Lorsque vous lisez les sites de détectives privés, vous verrez souvent la mention suivante « les rapports sont recevables en justice ». Cependant, la réalité est plus nuancée car cela dépend de la juridiction, des diligences d’enquêtes réalisées, de la procédure, etc…
Ainsi, je souhaite éclaircir la situation en établissant une liste jurisprudentielle à destination des professionnels du droit, des étudiants et des lecteurs courageux.
Formalisme du rapport
L’arrêt de principe de la Cour de Cassation, dit arrêt Torino, du 7 novembre 1962, établit qu’un rapport de détective privé en matière civile peut être admis comme une pièce de procédure, à condition de respecter le formalisme suivant : « … l’auteur du rapport doit être identifiable, que l’offre de preuve soit légale et licite, que les témoignages soient précis, détaillés et circonstanciés et qu’aucune animosité à l’égard d’une des parties ne se dégage… ».

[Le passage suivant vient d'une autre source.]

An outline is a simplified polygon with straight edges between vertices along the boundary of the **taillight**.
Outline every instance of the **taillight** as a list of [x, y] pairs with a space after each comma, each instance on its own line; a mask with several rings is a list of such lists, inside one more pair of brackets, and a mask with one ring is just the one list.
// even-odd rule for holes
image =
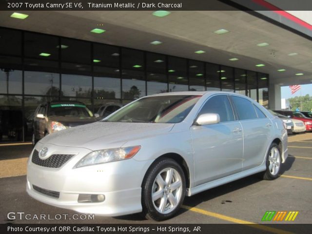
[[283, 122], [283, 126], [284, 126], [284, 128], [285, 128], [285, 129], [287, 129], [287, 125], [286, 125], [286, 124], [284, 122]]

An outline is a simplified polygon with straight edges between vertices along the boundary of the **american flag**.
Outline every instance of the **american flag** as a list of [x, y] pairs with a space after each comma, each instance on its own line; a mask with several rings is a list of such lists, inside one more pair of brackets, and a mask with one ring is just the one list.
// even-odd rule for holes
[[290, 85], [289, 86], [289, 88], [291, 89], [291, 91], [292, 92], [292, 94], [294, 94], [296, 92], [300, 89], [300, 88], [301, 88], [301, 87], [299, 84]]

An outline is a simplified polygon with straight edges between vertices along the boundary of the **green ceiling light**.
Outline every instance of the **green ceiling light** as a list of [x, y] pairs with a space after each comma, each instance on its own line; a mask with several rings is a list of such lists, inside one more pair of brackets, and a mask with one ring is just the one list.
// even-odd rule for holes
[[171, 12], [167, 11], [156, 11], [152, 13], [153, 16], [157, 17], [164, 17], [171, 14]]
[[260, 47], [262, 47], [263, 46], [266, 46], [267, 45], [269, 45], [269, 44], [270, 44], [267, 42], [262, 42], [262, 43], [259, 43], [259, 44], [257, 44], [257, 45], [258, 46], [260, 46]]
[[95, 28], [94, 29], [92, 29], [91, 31], [90, 31], [90, 32], [91, 33], [104, 33], [104, 32], [106, 32], [106, 30], [104, 30], [104, 29], [101, 29], [100, 28]]
[[162, 42], [161, 41], [159, 41], [159, 40], [154, 40], [154, 41], [152, 41], [151, 42], [151, 44], [152, 44], [152, 45], [159, 45], [162, 43]]
[[142, 67], [142, 66], [140, 65], [135, 65], [133, 66], [133, 67], [135, 67], [136, 68], [139, 68], [140, 67]]
[[28, 16], [28, 15], [26, 15], [26, 14], [18, 13], [17, 12], [14, 12], [10, 16], [11, 17], [19, 19], [20, 20], [25, 20]]
[[44, 57], [48, 57], [51, 55], [51, 54], [48, 54], [47, 53], [41, 53], [39, 54], [40, 56], [43, 56]]
[[229, 30], [227, 30], [226, 29], [224, 29], [224, 28], [221, 28], [220, 29], [218, 29], [217, 30], [215, 30], [214, 33], [216, 34], [224, 34], [225, 33], [227, 33], [230, 32]]
[[195, 51], [194, 53], [196, 54], [203, 54], [206, 53], [206, 51], [204, 51], [203, 50], [197, 50], [197, 51]]
[[[57, 48], [58, 49], [59, 48], [59, 46], [58, 45], [57, 46]], [[68, 48], [68, 45], [60, 45], [60, 48], [61, 49], [66, 49], [66, 48]]]

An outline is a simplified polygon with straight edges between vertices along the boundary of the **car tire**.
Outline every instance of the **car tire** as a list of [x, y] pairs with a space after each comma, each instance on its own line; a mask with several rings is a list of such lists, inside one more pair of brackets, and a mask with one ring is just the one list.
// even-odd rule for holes
[[32, 136], [32, 143], [33, 144], [33, 146], [35, 146], [38, 142], [38, 140], [36, 138], [35, 133], [33, 133], [33, 136]]
[[278, 174], [281, 169], [281, 164], [282, 158], [278, 145], [273, 143], [267, 155], [267, 169], [263, 174], [263, 179], [272, 180], [277, 178], [279, 176]]
[[185, 196], [184, 173], [174, 160], [162, 158], [150, 167], [142, 188], [145, 217], [156, 221], [171, 218], [178, 211]]

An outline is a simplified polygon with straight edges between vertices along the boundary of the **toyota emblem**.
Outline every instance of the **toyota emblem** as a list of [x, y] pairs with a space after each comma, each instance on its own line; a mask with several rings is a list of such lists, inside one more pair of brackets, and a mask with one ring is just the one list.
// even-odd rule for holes
[[40, 150], [40, 156], [41, 157], [44, 157], [48, 153], [48, 148], [47, 147], [43, 147]]

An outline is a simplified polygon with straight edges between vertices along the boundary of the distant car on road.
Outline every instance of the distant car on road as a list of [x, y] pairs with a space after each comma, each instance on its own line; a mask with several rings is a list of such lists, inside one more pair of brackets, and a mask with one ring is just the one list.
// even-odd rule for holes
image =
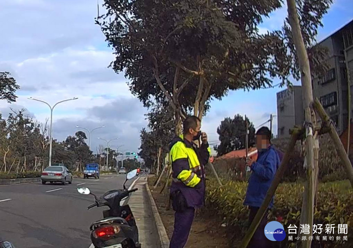
[[124, 167], [122, 167], [119, 169], [119, 174], [126, 174], [126, 169]]
[[64, 185], [66, 182], [69, 184], [72, 183], [72, 175], [65, 166], [49, 166], [42, 173], [41, 179], [43, 184], [45, 184], [47, 182], [51, 184], [60, 182]]

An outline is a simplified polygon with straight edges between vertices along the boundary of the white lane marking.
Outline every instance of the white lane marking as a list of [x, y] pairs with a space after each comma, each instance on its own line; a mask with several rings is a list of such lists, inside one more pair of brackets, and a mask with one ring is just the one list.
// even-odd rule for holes
[[[132, 182], [132, 183], [131, 184], [131, 185], [130, 185], [130, 187], [129, 187], [129, 188], [127, 189], [128, 190], [130, 190], [132, 188], [132, 187], [133, 187], [134, 185], [135, 184], [135, 183], [136, 182], [136, 181], [137, 181], [137, 180], [138, 180], [138, 179], [139, 178], [140, 178], [139, 176], [137, 178], [136, 178], [136, 179], [135, 179], [135, 180], [134, 181]], [[123, 202], [122, 204], [121, 204], [121, 205], [124, 205], [125, 204], [125, 202], [128, 199], [129, 199], [128, 198], [127, 198], [126, 199], [125, 199], [125, 200], [124, 200], [124, 201]], [[89, 246], [89, 247], [88, 247], [88, 248], [94, 248], [94, 246], [93, 245], [93, 244], [91, 244], [91, 245]]]
[[46, 193], [49, 193], [49, 192], [53, 192], [53, 191], [56, 191], [57, 190], [62, 190], [62, 188], [56, 188], [55, 190], [48, 190], [47, 191], [46, 191]]
[[37, 182], [39, 182], [41, 181], [38, 181], [38, 182], [24, 182], [23, 184], [5, 184], [3, 185], [0, 185], [0, 187], [4, 187], [4, 186], [14, 186], [14, 185], [22, 185], [24, 184], [36, 184], [37, 185], [39, 185], [38, 184], [36, 184]]
[[4, 200], [0, 200], [0, 202], [6, 202], [7, 201], [11, 201], [12, 200], [11, 198], [9, 198], [7, 199], [4, 199]]

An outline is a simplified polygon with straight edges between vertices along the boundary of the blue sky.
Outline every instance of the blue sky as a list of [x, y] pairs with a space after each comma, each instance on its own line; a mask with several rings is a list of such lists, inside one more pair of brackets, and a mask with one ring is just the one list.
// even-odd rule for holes
[[[10, 107], [25, 108], [30, 115], [44, 122], [50, 117], [49, 108], [28, 97], [53, 105], [77, 97], [55, 107], [54, 138], [61, 141], [73, 135], [78, 131], [77, 125], [90, 129], [105, 125], [92, 134], [94, 151], [104, 144], [98, 136], [118, 137], [118, 141], [112, 142], [113, 148], [124, 144], [122, 149], [137, 150], [140, 130], [147, 126], [144, 114], [147, 110], [132, 95], [124, 75], [107, 68], [114, 56], [94, 24], [96, 0], [1, 0], [0, 9], [0, 21], [6, 24], [0, 26], [0, 33], [7, 35], [0, 39], [0, 71], [11, 72], [21, 88], [16, 103], [0, 101], [0, 112], [6, 116]], [[265, 19], [261, 31], [279, 28], [287, 14], [285, 8], [273, 13]], [[352, 0], [335, 1], [324, 18], [318, 40], [352, 18]], [[218, 140], [216, 129], [221, 121], [237, 113], [246, 114], [255, 126], [259, 125], [270, 113], [276, 114], [276, 93], [281, 89], [229, 92], [221, 101], [212, 101], [203, 130], [210, 140]], [[275, 118], [273, 129], [276, 131]]]

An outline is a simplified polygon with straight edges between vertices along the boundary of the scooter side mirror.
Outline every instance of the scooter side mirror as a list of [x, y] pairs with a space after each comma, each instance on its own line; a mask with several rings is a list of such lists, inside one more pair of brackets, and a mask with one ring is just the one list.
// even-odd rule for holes
[[130, 172], [126, 174], [126, 180], [130, 180], [136, 176], [137, 174], [137, 169], [135, 169], [132, 170]]
[[15, 246], [8, 241], [0, 241], [0, 248], [15, 248]]
[[133, 178], [134, 177], [136, 176], [136, 175], [137, 174], [137, 169], [135, 169], [134, 170], [132, 170], [130, 172], [126, 174], [126, 178], [125, 179], [125, 181], [124, 182], [124, 184], [122, 185], [123, 188], [124, 190], [126, 190], [126, 188], [125, 187], [125, 184], [126, 183], [126, 182], [128, 180], [131, 180], [131, 179]]
[[85, 187], [77, 188], [77, 191], [80, 194], [89, 194], [91, 193], [91, 191], [89, 190], [89, 189]]

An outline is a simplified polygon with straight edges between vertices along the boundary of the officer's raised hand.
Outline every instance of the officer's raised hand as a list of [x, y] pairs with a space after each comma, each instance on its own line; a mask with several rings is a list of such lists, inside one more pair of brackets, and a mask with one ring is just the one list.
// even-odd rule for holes
[[203, 132], [201, 134], [201, 140], [203, 144], [207, 143], [207, 134], [204, 132]]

Cependant, par la suite d’autres jurisprudences ont rejeté les rapports de détective privé en arguant du lien de subordination de l’ARP avec son client. Dès lors, la Cour de Cassation a réaffirmé en 1977 que « Le rapport de surveillance privée est admis et ne peut être rejeté au seul motif que le détective était payé » (Cass. 2e civ. 12 octobre 1977).
La Cour de Cassation rappelle également que la non-conformité d’un rapport de détective privé au formalisme imposé par l’article 202 du Code de Procédure Civile ne peut conduire à l’écarter des débats : « … qu’en écartant les trois rapports des détectives produits par Monsieur F. pour établir l’adultère de son épouse au seul motif qu’ils ne respectaient pas les dispositions de l’article 202 du Code de Procédure Civile, la Cour d’appel a violé le texte susvisé …» (Cour de cassation, Deuxième Chambre civile, Arrêt nº 1189 du 12 novembre 1997, Pourvoi nº 94-20.322).

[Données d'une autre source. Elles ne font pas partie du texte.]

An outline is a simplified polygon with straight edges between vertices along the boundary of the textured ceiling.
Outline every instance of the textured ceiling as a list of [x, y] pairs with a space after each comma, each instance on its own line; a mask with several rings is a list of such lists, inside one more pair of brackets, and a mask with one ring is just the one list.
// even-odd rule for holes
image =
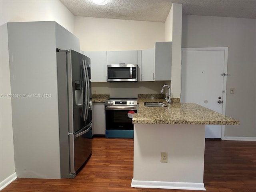
[[182, 14], [256, 19], [256, 0], [60, 0], [76, 16], [164, 22], [172, 3], [182, 4]]

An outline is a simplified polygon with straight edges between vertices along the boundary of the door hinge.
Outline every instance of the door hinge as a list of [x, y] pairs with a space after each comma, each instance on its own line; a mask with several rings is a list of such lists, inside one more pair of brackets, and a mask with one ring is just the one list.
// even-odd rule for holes
[[226, 74], [226, 73], [222, 73], [221, 75], [224, 77], [224, 76], [230, 76], [230, 74]]

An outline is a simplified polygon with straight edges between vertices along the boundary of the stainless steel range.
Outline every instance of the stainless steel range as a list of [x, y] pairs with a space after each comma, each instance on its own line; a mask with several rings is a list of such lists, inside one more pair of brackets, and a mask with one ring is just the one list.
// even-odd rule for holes
[[105, 102], [106, 138], [133, 138], [132, 117], [137, 98], [111, 98]]

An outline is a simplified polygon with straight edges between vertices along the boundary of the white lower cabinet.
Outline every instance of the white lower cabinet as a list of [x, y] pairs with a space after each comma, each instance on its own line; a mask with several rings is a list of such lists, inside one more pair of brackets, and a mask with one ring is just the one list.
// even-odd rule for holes
[[94, 135], [106, 134], [105, 103], [94, 103], [92, 119], [93, 133]]
[[170, 80], [172, 42], [156, 42], [155, 47], [141, 52], [142, 81]]

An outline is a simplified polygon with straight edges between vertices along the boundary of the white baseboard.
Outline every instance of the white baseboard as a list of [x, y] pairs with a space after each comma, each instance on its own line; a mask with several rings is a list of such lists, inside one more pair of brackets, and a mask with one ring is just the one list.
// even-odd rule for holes
[[2, 181], [1, 183], [0, 183], [0, 190], [7, 186], [9, 184], [11, 183], [16, 178], [17, 174], [15, 172], [13, 174], [10, 175], [3, 181]]
[[206, 191], [203, 183], [187, 183], [166, 181], [135, 181], [132, 179], [131, 186], [141, 188], [184, 189]]
[[256, 141], [256, 137], [225, 137], [225, 141]]

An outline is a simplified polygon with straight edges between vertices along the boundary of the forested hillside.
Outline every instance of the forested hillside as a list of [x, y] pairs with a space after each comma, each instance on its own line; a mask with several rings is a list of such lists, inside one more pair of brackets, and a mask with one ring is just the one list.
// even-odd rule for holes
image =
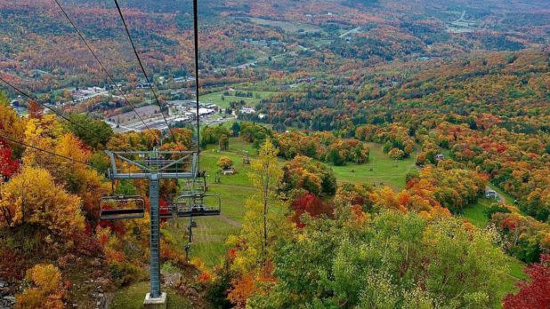
[[201, 1], [198, 72], [190, 1], [60, 4], [0, 3], [0, 307], [142, 307], [156, 201], [169, 308], [550, 307], [546, 1]]

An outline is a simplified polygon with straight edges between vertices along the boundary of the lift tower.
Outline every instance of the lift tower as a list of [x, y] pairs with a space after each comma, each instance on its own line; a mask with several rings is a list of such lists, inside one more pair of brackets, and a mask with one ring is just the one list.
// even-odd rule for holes
[[[166, 305], [166, 294], [160, 290], [160, 211], [158, 188], [160, 179], [195, 179], [198, 177], [198, 154], [191, 151], [106, 151], [110, 159], [111, 180], [149, 179], [150, 213], [150, 290], [145, 303]], [[112, 211], [116, 219], [125, 219], [120, 210], [101, 210], [105, 216]]]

Enfin, les rapports de détectives privés disposent de la même force probante que les procès-verbaux rédigés par les officiers de police judiciaire : « Sauf dans le cas où la loi en dispose autrement, les procès-verbaux et les rapports constatant les délits ne valent qu’à titre de simples renseignements…» (Article 430 du Code de Procédure Pénale) ; « … il est de jurisprudence constante que les procès-verbaux de détective privé dont Monsieur établit devant la Cour l’agrément, peuvent être utilisés à titre de renseignements… » (Cour d’appel d’Aix-en-provence, 6ème Chambre A, Arrêt du 9 septembre 2010, Répertoire général nº 09/15023).
Droit civil
La jurisprudence civile fixe des règles strictes en matière d’admissibilité de la preuve : loyauté, proportionnalité, respect de la vie privée.
En matière civile, les rapports de détective privé sont acceptés au nom de la liberté et du droit à la preuve. En effet, l’arrêt de la cour d’Appel de Caen, Chambre civile, du 04 avril 2002, n°01/01952 précise que :
« Les éléments recueillis par les constatations effectuées par un détective privé sont admissibles en justice selon les mêmes modalités et sous les seules mêmes réserves pour tout autre mode de preuve ».

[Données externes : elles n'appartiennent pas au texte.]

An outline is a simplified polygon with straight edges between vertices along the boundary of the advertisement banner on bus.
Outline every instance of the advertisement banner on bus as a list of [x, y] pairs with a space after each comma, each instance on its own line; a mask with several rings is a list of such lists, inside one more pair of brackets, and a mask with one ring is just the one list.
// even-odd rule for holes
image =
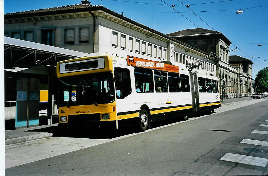
[[128, 55], [127, 58], [127, 65], [130, 66], [148, 68], [175, 73], [178, 73], [179, 72], [179, 67], [177, 66]]

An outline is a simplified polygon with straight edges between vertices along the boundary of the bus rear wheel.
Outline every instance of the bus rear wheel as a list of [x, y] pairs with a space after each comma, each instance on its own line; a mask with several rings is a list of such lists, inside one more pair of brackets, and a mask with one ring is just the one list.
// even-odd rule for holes
[[145, 131], [149, 126], [149, 116], [147, 111], [144, 109], [141, 110], [139, 119], [139, 129], [141, 132]]

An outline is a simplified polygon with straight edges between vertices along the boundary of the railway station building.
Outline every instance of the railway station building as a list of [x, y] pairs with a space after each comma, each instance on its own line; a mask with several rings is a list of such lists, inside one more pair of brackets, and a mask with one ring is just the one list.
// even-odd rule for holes
[[229, 55], [228, 53], [225, 52], [231, 50], [229, 47], [232, 42], [223, 33], [198, 28], [186, 29], [167, 35], [208, 53], [216, 53], [214, 56], [223, 54], [218, 56], [220, 59], [215, 69], [215, 75], [220, 80], [221, 97], [222, 89], [224, 86], [229, 87], [224, 90], [226, 98], [249, 96], [252, 94], [253, 63], [246, 58]]
[[[198, 62], [212, 51], [185, 43], [102, 6], [91, 5], [87, 0], [78, 4], [6, 13], [4, 18], [4, 35], [7, 38], [83, 53], [98, 52], [124, 58], [129, 55], [156, 61], [172, 61], [176, 63], [181, 69], [187, 69], [189, 64]], [[217, 48], [221, 49], [222, 45], [227, 48], [230, 42], [226, 41], [217, 43]], [[9, 50], [7, 48], [5, 52]], [[6, 55], [10, 56], [10, 54]], [[28, 64], [28, 61], [34, 59], [31, 54], [13, 61], [6, 59], [5, 56], [5, 69], [34, 70], [36, 64], [55, 65], [55, 61], [50, 61], [51, 59], [37, 59], [34, 60], [36, 64]], [[225, 60], [221, 60], [219, 57], [212, 57], [202, 60], [202, 65], [193, 71], [198, 70], [204, 75], [218, 76], [219, 66], [223, 65], [222, 73], [229, 76], [228, 57], [224, 56]], [[210, 58], [212, 59], [207, 61]], [[10, 89], [6, 86], [5, 91], [8, 91]], [[54, 97], [54, 100], [55, 98]], [[8, 99], [5, 101], [14, 101]]]

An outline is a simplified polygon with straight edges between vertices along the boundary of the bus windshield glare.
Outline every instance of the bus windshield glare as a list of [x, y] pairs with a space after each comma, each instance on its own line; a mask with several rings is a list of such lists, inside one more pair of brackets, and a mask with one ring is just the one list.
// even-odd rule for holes
[[61, 106], [109, 103], [115, 101], [112, 72], [63, 77], [59, 93]]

Le jurisprudence civile est particulièrement favorable, notamment dans le cas de l’adultère ou du divorce :
« Dans le cadre d’un divorce, le recours à un détective privé qui n’empiète pas sur la vie privée de la personne surveillée et se limite à des constatations objectives sur des faits se déroulant dans un lieu public est admis au nom du principe de liberté de la preuve ». CA Versailles, 5 juin 2007. – RG n° 05/08465
« Les constatations faites dans l’espace public par un détective privé ne constituent pas une atteinte à l’intimité de la vie privée et ne sont pas disproportionnées par rapport à l’établissement d’une violation de ses obligations conjugales par l’époux. » CA Versailles, 21 novembre 2006 – RG n° 05/05631 / CA Amiens, 22 novembre 2006 – RG n° 05/05178.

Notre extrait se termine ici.